虚構新聞
画像: AI生成

2026年5月11日、カルビーがポテトチップスのパッケージを白黒2色に変更するというニュースが報じられ、X(旧Twitter)上で風刺サイト『虚構新聞』がトレンド入りするという異例の事態が起きた。

カルビーが変更を予定しているのは、うすしお味やコンソメパンチなど人気商品のパッケージ。5月25日以降の出荷分から、印刷に使う色を白と黒の2色のみに切り替えるという。理由は中東情勢の影響による印刷インク原料・ナフサの調達不安定化だ。NHKや共同通信、フジテレビ系FNNプライムオンラインなど複数の主要メディアが相次いで報道した。日本経済新聞によると、食品大手の伊藤ハムも同様の白黒包装への変更を検討しているという。

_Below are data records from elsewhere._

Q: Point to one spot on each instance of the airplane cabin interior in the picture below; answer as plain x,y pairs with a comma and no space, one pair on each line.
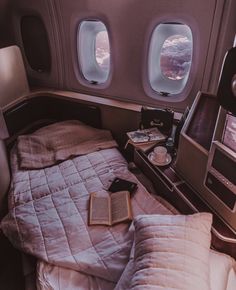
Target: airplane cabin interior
117,145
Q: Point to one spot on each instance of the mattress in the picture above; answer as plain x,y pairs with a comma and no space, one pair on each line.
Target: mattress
48,211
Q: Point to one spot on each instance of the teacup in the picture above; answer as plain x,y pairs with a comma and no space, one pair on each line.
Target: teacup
159,154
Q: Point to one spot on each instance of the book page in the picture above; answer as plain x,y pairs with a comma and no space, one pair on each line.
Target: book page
120,206
99,211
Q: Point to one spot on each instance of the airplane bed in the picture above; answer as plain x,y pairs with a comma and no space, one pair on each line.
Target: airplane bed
48,212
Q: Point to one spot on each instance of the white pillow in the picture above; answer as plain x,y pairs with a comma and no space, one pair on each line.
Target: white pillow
172,252
222,272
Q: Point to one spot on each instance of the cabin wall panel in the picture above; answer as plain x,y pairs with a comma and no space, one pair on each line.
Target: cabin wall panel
130,25
43,10
6,36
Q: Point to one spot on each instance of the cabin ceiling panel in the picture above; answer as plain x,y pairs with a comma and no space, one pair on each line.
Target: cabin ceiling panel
130,24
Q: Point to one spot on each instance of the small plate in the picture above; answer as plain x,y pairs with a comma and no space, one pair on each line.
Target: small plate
168,160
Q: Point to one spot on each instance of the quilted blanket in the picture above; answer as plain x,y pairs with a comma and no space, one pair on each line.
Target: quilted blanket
48,211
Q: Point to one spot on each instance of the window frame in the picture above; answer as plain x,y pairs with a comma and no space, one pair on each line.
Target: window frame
90,72
162,93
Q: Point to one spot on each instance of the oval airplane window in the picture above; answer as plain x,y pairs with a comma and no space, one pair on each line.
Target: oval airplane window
93,50
175,57
102,50
170,58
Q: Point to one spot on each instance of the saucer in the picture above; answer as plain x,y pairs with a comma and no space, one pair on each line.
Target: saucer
167,161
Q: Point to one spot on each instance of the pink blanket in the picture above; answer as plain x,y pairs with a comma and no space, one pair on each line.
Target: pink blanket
48,211
57,142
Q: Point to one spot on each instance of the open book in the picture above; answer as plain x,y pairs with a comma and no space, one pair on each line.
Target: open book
110,210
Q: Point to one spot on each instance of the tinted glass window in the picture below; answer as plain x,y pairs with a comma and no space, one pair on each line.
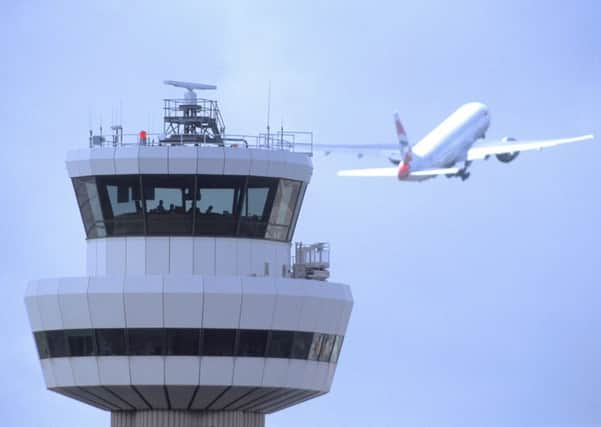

このニュースがSNSで拡散すると、あまりにも現実離れした内容に多くのユーザーが困惑。『なんで虚構新聞のニュースをNHKで流してるの?』『虚構新聞じゃないのか』『虚構新聞かと思ったらNHKだった』といった投稿が夜19時台から21時台にかけて大量に発生した。NHKの公式報道であることを確認して二度驚くという反応パターンが目立ち、結果として風刺ニュースサイト『虚構新聞』そのものがトレンドワードに浮上した。

虚構新聞は、現実離れした内容を本物のニュースらしく書くことで知られる日本の風刺サイト。今回は虚構新聞が何か記事を出したわけではなく、現実のニュースが虚構新聞のネタと見分けがつかないほど非現実的に感じられたことで名前が飛び交うという、皮肉な形でのトレンド入りとなった。

『現実が虚構新聞を超えてきた』『虚構新聞もビックリ』といった声に加え、白黒パッケージでは店頭での商品識別が困難になるという実務的な懸念や、日本経済の縮小を象徴する出来事として受け止める声も広がっており、単なる驚きを超えた社会的な議論へと発展している。